The answer is that in one single turn the wheel could not support all the water that it can raise in two turns, because at the half turn of the wheel it would be raising 100 pounds and no more; and if it had to raise the whole, 200 pounds in one turn, it could not raise them unless the wheel were of double the diameter and if the diameter were doubled, the time of its revolution would be doubled; therefore it is better and a greater advantage in expense to make such a wheel of half the size (?) the land which it would water and would render the country fertile to supply food to the inhabitants, and would make navigable canals for mercantile purposes.
The way in which the river in its flow should scour its own channel.
By the ninth of the third; the more rapid it is, the more it wears away its channel; and, by the converse proposition, the slower the water the more it deposits that which renders it turbid.

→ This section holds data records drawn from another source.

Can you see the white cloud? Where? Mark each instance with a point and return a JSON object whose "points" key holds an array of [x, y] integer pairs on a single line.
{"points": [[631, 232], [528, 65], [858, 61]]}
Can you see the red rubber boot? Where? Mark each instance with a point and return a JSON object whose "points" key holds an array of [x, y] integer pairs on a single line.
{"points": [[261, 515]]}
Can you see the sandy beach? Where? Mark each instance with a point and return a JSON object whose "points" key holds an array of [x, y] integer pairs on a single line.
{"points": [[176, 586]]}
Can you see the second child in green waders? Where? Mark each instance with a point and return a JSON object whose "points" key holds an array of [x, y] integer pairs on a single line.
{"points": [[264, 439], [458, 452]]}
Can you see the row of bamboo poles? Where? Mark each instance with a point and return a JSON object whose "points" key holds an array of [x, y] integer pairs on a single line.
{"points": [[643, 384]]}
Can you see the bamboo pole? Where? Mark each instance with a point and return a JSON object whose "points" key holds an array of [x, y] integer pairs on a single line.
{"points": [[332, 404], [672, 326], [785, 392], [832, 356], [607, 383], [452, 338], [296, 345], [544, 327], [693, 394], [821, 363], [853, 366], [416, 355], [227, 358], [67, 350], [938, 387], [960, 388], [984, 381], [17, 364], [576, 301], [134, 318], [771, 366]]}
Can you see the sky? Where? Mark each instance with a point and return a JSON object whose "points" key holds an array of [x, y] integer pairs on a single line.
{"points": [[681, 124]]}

And let the sluice be movable like the one I arranged in Friuli [Footnote 19: This passage reveals to us the fact that Leonardo had visited the country of Friuli and that he had stayed there for some time. Nothing whatever was known of this previously.], where when one sluice was opened the water which passed through it dug out the bottom. Therefore when the rivers are flooded, the sluices of the mills ought to be opened in order that the whole course of the river may pass through falls to each mill; there should be many in order to give a greater impetus, and so all the river will be scoured. And below the site of each of the two mills there may be one of the said sluice falls; one of them may be placed below each mill.
1078.
A trabocco is four braccia, and one mile is three thousand of the said braccia. Each braccio is divided into 12 inches; and the water in the canals has a fall in every hundred trabocchi of two of these inches; therefore 14 inches of fall are necessary in two thousand eight hundred braccia of flow in these canals; it follows that 15 inches of fall give the required momentum to the currents of the waters in the said canals, that is one braccio and a half in the mile. And from this it may be concluded that the water taken from the river of Ville-franche and lent to the river of Romorantin will….. Where one river by reason of its low level cannot flow into the other, it will be necessary to dam it up, so that it may acquire a fall into the other, which was previously the higher.

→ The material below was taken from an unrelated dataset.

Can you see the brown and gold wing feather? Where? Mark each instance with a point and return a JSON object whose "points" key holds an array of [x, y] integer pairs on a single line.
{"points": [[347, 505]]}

The eve of Saint Antony I returned from Romorantin to Amboise, and the King went away two days before from Romorantin.
>From Romorantin as far as the bridge at Saudre it is called the Saudre, and from that bridge as far as Tours it is called the Cher.
I would test the level of that channel which is to lead from the Loire to Romorantin, with a channel one braccio wide and one braccio deep.
[Footnote: Lines 6-18 are partly reproduced in the facsimile on p. 254, and the whole of lines 19-25.